Поэтому, даже не пытаясь рискнуть донести его речь в ее первобытных формах, я передаю, словно в весьма приблизительном переводе, только голую суть его колоритного рассказа.
...Аисты прилетели сюда на третий год после войны и, обжив новое гнездо, уже не покидали его, выводили птенцов, улетали с ними и снова возвращались на привычную гостеприимную крышу.
Точно так же и в позапрошлом году, в конце марта или в самом начале апреля в своем родовом сучковатом доме вылупился на свет аистенок.
Родительские хлопоты, стрекотание над младенцем раскрытыми, словно трещотки, клювами - все было как обычно. Скоро над гнездом начала тянуться тонкая шейка с любопытствующим клювиком, и рейсы родителей за продовольствием - лягушками, ящерицами и прочей мелкой живностью - стали все более частыми.
Аистенок рос, но только когда голенастый птенец вылез на край гнезда, неуверенно качнулся на карандашных ножках и впервые взмахнул еще неокрепшими крылышками, только тогда хозяин увидел, что аистенок совершенно белый...
Надо заметить, что обычно у аистов весьма эффектно чернеют самые концы больших маховых перьев на крыльях. Рождение альбиносов в животном мире, так рационально устроенном, событие весьма и весьма редкое и всегда связано у людей с какими-нибудь суевериями или тайным, необъяснимым страхом: вспомните белого кита, белого слона, белого тигра, наконец - белую ворону...
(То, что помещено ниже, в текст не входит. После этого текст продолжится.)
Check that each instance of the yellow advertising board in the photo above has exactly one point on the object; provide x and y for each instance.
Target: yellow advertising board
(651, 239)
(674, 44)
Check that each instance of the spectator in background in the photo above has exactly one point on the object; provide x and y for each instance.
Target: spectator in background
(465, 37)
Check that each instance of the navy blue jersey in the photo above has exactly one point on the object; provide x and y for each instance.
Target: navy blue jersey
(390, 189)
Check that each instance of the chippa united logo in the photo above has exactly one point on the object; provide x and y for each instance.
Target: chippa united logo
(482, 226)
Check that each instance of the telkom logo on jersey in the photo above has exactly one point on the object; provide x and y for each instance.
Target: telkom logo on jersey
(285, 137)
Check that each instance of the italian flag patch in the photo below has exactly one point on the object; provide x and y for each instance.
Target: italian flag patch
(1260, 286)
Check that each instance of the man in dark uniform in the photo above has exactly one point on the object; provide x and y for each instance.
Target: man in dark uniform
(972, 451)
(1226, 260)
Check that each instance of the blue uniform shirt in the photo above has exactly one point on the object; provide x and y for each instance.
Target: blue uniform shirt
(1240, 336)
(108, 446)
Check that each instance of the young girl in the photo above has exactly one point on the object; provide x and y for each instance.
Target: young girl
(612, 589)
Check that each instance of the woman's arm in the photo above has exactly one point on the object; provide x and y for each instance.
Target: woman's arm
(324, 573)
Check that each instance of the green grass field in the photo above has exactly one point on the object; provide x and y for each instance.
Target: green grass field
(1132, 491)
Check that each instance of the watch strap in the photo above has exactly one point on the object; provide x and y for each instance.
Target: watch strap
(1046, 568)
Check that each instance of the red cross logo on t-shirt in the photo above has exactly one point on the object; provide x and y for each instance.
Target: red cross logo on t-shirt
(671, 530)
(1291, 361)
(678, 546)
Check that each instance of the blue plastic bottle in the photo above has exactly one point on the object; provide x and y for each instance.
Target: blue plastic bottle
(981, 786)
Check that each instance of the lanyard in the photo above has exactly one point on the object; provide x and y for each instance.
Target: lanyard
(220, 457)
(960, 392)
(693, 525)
Но тут-то, казалось бы, какая разница?! Подумаешь-кончики крыльев побелели! Однако родители забеспокоились...
Аист-отец куда-то улетел, а аистиха, словно бы что-то предчувствуя, редко и печально потрескивала клювом, закидывая, как бы в отчаянии, голову и покачивая ею из стороны в сторону.
Аист вернулся не один - его сопровождали два других аиста, видимо, старейшины здешней стаи. Мудрые советники засуетились возле аистенка. Они внимательно осматривали его, изредка похлопывая крыльями, словно люди, в недоумении разводящие руками. В белом своем, стерильном оперении они казались сосредоточенными профессорами в свежих, скрипучих от крахмала халатах на консилиуме возле пациента, пораженного загадочной болезнью...
На краю гнезда, недавно еще такого уютного и счастливого, произошло какое-то решительное совещание. О чем говорили старейшины на своем птичьем языке?!